Every indicator for success in the advanced-manufacturing industry bodes well for our region. The industry thrives in areas that, like New England, have concentrations of engineering, academic, science, finance and other talent “clusters” to support the regional expertise needed to produce complex goods. These highly concentrated clusters create the kind of one-stop-shopping environment and the innovation ability needed for advanced manufacturing to flourish.
Because advanced manufacturing networking clusters are best fostered when borders are not barriers, synergies can also be realized by collaborating across state lines in a truly regional and bipartisan fashion.
While much legislative discussion at the state level is devoted to the “Next Big Thing” in high-tech and biotech, we must work to ensure that this discussion does not obscure the Present Big Thing that is occurring right in our backyards.

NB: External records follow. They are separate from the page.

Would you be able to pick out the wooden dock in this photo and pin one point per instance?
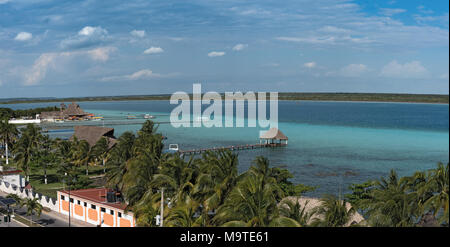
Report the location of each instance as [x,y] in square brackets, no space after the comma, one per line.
[231,148]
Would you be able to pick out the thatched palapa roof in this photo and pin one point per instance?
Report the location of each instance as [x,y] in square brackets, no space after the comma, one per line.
[92,134]
[74,110]
[273,133]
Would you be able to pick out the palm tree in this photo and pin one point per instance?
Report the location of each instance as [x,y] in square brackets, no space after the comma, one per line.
[8,133]
[44,157]
[100,151]
[391,204]
[184,215]
[33,206]
[438,185]
[27,147]
[251,203]
[83,155]
[333,212]
[218,176]
[295,211]
[119,155]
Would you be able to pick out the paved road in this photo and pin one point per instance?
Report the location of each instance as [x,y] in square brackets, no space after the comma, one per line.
[11,224]
[48,219]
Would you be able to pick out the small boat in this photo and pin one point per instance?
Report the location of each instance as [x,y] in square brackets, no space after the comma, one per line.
[173,148]
[202,119]
[97,118]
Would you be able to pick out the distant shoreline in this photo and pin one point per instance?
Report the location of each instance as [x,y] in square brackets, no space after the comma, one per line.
[327,97]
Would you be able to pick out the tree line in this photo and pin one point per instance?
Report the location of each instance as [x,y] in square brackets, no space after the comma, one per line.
[10,113]
[209,191]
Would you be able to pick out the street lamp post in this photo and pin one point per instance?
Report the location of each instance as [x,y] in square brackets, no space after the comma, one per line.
[162,207]
[70,180]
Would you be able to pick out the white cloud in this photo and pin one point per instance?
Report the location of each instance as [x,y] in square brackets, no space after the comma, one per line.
[310,65]
[176,39]
[101,53]
[138,33]
[86,37]
[141,74]
[216,54]
[271,65]
[47,61]
[353,70]
[240,47]
[391,12]
[23,36]
[39,69]
[422,9]
[153,50]
[333,29]
[411,70]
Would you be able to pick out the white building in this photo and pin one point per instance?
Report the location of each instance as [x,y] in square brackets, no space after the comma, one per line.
[12,177]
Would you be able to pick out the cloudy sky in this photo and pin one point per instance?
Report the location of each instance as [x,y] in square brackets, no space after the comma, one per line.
[63,48]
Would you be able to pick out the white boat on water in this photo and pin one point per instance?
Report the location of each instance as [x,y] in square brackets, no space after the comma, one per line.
[202,119]
[37,120]
[173,147]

Legislative efforts and inter-state discussions aimed at revitalizing our economy should take a holistic approach inclusive of the specific needs associated with advanced manufacturing.
We need to encourage students to train for and seek these good jobs, as well as prompt parents and educators to track students into the math and science curriculum that will arm them with the appropriate skills. We need state governments in New England to implement advantageous loan programs and to reach across their borders to foster a regional environment in which advanced manufacturing can thrive. And we need manufacturers themselves to drive efforts to raise awareness about the issue.
The New England Council report is nothing short of a call to action for anyone who has an interest in spurring the economy and creating jobs, a call that elected officials from both parties would do well to heed. By tapping into the potential of the advanced-manufacturing sector, we will let Rhode Island and the New England states be larger than the sum of their parts in economic opportunity, prosperity and job growth.